Çevirmenlerin Kaybolması
Yakın zamanda okuduğum bir araştırma makalesi son derece önemli bir noktayı vurguladı: uzmanların kendi dilbilimleri vardır. Örnek olarak istatistikçileri ele alalım. Biz, veri analizi yapan kişiler olarak, kendi terminolojilerimize sahibiz: Çoklu doğrusal bağlantı, Heteroskedastisite, R-Kare, P-değeri ve liste devam ediyor. Sonuçları yorumlayan istatistikçi olarak eğitildik. Bu nedenle, bir istatistikçi diyelim ki bir biyologla çalışıyorsa ve bu biyolog bazı veri analizleri istiyorsa, ya eğitim olmadan ya da hem istatistik hem de biyolojiyi anlayan üçüncü bir kişi olmadan iletişim giderek zorlaşır. Bununla birlikte, tüm umutlar tükenmiş değildir. Çatlakların arasında yaşamayı göze alan birkaç alan ortaya çıkmıştır - biyoenformatik, hesaplamalı dilbilim ve nöroekonomi gibi hibrit disiplinler. Hiçbir alana ait değillerdir. Birden çok dil konuşurlar. Yapılarında, çok yönlü kişiyi parçalayan bölünmeye direnirler.

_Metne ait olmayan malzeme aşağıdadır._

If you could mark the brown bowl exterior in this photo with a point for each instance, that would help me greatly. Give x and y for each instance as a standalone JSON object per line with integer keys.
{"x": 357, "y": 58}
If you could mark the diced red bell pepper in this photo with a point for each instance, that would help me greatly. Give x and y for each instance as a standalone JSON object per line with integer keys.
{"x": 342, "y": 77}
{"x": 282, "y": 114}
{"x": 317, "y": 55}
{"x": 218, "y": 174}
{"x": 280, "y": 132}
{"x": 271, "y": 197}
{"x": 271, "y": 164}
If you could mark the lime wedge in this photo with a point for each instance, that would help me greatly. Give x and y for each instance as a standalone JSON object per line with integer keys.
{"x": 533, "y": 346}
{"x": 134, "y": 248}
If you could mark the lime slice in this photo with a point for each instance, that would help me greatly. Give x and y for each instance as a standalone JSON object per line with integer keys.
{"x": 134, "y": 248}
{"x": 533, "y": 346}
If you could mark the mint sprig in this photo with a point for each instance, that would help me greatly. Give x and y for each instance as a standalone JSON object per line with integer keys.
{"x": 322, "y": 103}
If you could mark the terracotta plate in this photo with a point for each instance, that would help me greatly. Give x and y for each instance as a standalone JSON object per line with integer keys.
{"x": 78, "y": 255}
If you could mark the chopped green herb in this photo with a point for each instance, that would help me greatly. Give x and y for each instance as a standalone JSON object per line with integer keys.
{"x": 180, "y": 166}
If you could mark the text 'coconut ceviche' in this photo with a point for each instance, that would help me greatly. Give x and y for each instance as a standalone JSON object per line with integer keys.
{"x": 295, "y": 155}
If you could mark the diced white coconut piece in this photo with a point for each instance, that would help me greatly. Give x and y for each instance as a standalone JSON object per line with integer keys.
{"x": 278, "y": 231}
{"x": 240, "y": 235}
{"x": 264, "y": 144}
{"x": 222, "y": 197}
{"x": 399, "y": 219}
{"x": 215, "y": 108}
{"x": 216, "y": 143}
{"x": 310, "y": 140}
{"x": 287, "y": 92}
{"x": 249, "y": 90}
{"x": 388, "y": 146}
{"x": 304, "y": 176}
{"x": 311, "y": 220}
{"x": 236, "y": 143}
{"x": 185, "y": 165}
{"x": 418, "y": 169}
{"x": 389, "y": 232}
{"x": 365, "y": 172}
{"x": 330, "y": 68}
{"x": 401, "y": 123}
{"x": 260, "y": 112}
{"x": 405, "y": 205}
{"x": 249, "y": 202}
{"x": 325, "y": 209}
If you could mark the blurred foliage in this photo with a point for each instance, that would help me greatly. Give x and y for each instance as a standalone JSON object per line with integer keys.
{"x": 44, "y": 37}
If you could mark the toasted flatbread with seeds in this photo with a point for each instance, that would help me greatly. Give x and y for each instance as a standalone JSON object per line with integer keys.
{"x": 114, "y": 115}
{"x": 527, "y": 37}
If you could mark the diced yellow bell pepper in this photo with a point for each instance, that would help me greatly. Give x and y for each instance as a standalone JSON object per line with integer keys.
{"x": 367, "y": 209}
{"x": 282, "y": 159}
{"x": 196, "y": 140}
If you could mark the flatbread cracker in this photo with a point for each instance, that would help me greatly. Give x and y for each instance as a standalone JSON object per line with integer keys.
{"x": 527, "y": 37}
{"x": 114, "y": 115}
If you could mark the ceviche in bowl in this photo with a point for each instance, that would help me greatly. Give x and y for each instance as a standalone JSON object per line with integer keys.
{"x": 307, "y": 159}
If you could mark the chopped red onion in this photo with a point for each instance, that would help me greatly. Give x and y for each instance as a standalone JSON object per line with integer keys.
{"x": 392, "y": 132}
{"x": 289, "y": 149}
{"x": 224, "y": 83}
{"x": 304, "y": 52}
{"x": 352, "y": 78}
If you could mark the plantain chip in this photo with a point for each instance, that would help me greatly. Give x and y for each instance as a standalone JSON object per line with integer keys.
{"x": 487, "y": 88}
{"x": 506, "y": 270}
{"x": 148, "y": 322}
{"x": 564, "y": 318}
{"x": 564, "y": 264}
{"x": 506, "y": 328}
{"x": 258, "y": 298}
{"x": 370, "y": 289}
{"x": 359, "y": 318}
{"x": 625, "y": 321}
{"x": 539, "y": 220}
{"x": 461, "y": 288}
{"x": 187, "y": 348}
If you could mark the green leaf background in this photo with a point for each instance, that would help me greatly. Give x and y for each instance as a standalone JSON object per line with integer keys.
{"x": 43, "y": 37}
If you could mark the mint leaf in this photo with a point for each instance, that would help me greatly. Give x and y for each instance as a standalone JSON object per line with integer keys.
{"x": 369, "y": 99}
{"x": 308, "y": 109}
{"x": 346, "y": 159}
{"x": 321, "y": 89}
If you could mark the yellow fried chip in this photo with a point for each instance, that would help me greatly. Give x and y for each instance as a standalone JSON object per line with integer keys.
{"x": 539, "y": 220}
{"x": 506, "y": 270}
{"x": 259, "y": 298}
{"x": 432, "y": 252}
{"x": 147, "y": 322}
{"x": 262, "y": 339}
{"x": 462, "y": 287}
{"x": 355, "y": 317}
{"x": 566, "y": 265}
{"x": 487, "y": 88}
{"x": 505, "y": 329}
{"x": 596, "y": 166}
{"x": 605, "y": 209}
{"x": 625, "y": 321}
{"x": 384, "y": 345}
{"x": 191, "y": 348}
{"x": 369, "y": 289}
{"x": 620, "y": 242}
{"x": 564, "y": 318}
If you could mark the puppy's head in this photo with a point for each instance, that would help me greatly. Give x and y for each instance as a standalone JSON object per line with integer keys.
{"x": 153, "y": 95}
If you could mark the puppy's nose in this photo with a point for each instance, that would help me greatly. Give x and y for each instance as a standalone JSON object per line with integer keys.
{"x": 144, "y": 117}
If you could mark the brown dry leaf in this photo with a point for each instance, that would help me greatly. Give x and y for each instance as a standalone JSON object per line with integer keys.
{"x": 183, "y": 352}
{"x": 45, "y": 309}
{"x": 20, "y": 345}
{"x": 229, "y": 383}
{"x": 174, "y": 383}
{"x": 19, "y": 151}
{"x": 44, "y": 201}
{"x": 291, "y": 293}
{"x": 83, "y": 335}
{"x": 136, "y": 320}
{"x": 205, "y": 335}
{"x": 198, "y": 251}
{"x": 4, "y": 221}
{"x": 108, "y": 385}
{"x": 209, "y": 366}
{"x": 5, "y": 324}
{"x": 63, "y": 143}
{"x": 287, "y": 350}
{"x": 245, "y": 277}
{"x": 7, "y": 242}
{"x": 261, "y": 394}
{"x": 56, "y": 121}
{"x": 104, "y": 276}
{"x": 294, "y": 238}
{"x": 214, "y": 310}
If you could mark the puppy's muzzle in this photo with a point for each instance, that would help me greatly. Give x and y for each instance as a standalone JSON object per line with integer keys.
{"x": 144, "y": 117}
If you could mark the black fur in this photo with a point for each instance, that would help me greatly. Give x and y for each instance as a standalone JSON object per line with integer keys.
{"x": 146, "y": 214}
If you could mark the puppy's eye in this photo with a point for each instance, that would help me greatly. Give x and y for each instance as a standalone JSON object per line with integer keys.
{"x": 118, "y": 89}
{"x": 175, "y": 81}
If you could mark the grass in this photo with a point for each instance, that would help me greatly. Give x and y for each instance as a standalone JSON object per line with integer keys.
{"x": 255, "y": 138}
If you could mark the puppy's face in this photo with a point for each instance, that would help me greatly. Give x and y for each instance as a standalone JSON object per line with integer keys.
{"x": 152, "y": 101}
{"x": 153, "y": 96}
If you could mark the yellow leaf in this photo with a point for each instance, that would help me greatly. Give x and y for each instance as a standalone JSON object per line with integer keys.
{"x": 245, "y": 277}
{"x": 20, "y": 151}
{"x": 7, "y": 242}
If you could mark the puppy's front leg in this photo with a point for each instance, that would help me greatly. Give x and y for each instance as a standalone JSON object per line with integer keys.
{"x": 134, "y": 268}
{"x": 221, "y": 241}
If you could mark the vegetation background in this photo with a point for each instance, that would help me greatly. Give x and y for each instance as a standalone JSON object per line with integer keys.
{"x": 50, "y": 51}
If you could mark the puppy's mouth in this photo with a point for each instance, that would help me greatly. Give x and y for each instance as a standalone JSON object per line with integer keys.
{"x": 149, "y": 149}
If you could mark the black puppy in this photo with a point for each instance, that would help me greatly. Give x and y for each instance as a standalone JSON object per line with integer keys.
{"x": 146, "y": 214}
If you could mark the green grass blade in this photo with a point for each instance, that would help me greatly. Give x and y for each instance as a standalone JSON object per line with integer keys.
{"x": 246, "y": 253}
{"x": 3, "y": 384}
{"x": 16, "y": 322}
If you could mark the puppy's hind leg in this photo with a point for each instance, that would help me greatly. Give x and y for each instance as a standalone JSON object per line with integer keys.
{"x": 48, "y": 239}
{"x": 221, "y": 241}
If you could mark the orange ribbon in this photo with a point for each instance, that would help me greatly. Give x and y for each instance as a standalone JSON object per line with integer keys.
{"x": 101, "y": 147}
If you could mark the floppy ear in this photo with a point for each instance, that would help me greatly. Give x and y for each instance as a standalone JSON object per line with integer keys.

İronik bir şekilde, bir zamanlar kendim geniş bilgiyi önemsemezdim. Gerçek ustalığın sadece derinlikte yattığına inanıyordum. Ve yine de, her zaman koddan sanata, iktisattan psikolojiye kadar her şeye karşı bir ilgim oldu. Bu içgüdüyle savaştım, beni dağınık hale getirdiğini düşündüm. Yanıldım.
"Bir makinenin parçası değilsin. Tüm motora sahipsin. Merakın bir yükümlülük değil - bir alevdir. Geniş ilgi alanların bir yük değil - bir tasarımdır."
Kendinize şunu sorun: Ya hayatın gerçek zenginliği sadece derinlemesine değil, genişlemesine yaşamakta yatıyorsa? Orada bir yerde, hala özgürce hayal kuran bir çocuk var. Onlar için yer açalım. Ve sana -evet, sana- okumaya, çalışmaya, beceri setini genişletmeye devam et. Sisteme uymak için küçülme. Onu yeniden şekillendirmek için esne.